Bitcoin mining will not be profitable

Currently, BTC mining enterprises with a capacity of more than 0.5 megawatts enjoy the electricity discount, alongside other power-intensive industries. This means that up until now, BTC miners were charged 0.48 øre per kilowatt. This amount will skyrocket to 16.58 øre from the turn of the year.

Speaking to Forbes, German-based mining copmany Northern Bitcoin said that the average cost of BTC mining in Norway is $7,700 per coin, almost twice as much as bitcoin is currently worth. The firm has revealed that China remains the cheapest country to mine bitcoin, with an average cost of $3,100. However, mining one BTC coin can cost as much as $10,000 in Australia.

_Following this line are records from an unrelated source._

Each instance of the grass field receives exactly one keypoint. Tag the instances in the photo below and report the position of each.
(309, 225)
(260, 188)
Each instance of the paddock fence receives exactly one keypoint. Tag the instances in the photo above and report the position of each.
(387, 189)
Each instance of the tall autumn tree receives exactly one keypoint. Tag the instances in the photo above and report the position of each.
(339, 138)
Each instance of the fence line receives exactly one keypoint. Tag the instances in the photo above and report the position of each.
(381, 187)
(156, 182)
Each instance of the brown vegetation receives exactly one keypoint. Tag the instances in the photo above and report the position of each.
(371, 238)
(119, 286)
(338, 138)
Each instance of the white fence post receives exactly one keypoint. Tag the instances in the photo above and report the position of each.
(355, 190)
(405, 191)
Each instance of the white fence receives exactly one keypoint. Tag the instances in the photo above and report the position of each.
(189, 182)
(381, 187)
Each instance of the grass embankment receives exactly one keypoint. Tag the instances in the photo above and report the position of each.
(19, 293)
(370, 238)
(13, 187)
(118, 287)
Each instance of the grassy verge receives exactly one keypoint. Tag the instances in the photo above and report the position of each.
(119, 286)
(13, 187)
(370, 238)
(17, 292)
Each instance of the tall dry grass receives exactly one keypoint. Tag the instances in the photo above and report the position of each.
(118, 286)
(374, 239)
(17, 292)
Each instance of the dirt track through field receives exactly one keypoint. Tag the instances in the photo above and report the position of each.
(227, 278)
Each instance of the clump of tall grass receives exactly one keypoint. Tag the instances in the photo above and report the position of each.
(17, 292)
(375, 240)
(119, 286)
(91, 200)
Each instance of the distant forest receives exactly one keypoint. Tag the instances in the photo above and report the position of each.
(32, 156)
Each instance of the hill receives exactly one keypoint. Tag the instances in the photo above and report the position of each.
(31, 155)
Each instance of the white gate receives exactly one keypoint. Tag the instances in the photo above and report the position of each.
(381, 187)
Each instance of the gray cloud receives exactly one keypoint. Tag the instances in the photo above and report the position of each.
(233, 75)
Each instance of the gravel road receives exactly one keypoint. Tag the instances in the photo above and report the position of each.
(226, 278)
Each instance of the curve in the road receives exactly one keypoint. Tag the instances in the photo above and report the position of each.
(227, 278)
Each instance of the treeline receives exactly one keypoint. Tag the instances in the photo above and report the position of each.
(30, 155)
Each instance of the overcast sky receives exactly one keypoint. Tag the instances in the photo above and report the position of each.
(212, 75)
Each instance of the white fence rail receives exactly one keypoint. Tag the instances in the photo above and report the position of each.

Norwegian parliament member and environmentalist Lars Haltbrekken even claimed that, “Norway can not continue to provide huge tax incentives for the most dirty form of cryptographic output as bitcoin. It requires a lot of energy and generates large greenhouse gas emissions globally.“

Norwegian crypto industry is fuming

Needless to say, Norwegian crypto aficionados were not happy about the news. Roger Schjerva, chief economist of tech industry body ICT Norway said that, “This is shocking. Budgets have changed framework conditions without discussion, consultation or dialogue with the industry. Norway scores high on rankings of political stability and predictable framework conditions, but now the government is gambling with this credibility.“

Kryptovault spokesperson Gjermund Hagasæter added that, “If this is correct, it will be a complete disaster for the cryptocurrency industry in Norway. This gives a terrible signal to foreigners that are thinking of investing in Norway.“

Nonetheless, there are some in the blockchain industry who agree with the move. Jon Ramvi, CEO of blockchain advisory group Blockchangers, was quoted as saying that, “Less mining in Norway will reduce the prices of electricity for companies and people residing in Norway, meaning that we reap the benefits of these resources locally instead of giving it away to Bitcoin miners.

The recent freefall of bitcoin prices, coupled with the anti-crypto policy seems sure to make Norway an unwelcoming territory for crypto miners. The prolonged bear market has seen even the biggest mining farms struggle. Earlier this week, the US crypto mining giant Giga Watt declared bankruptcy. Coindesk revealed it still owes over $7 million for its biggest creditors.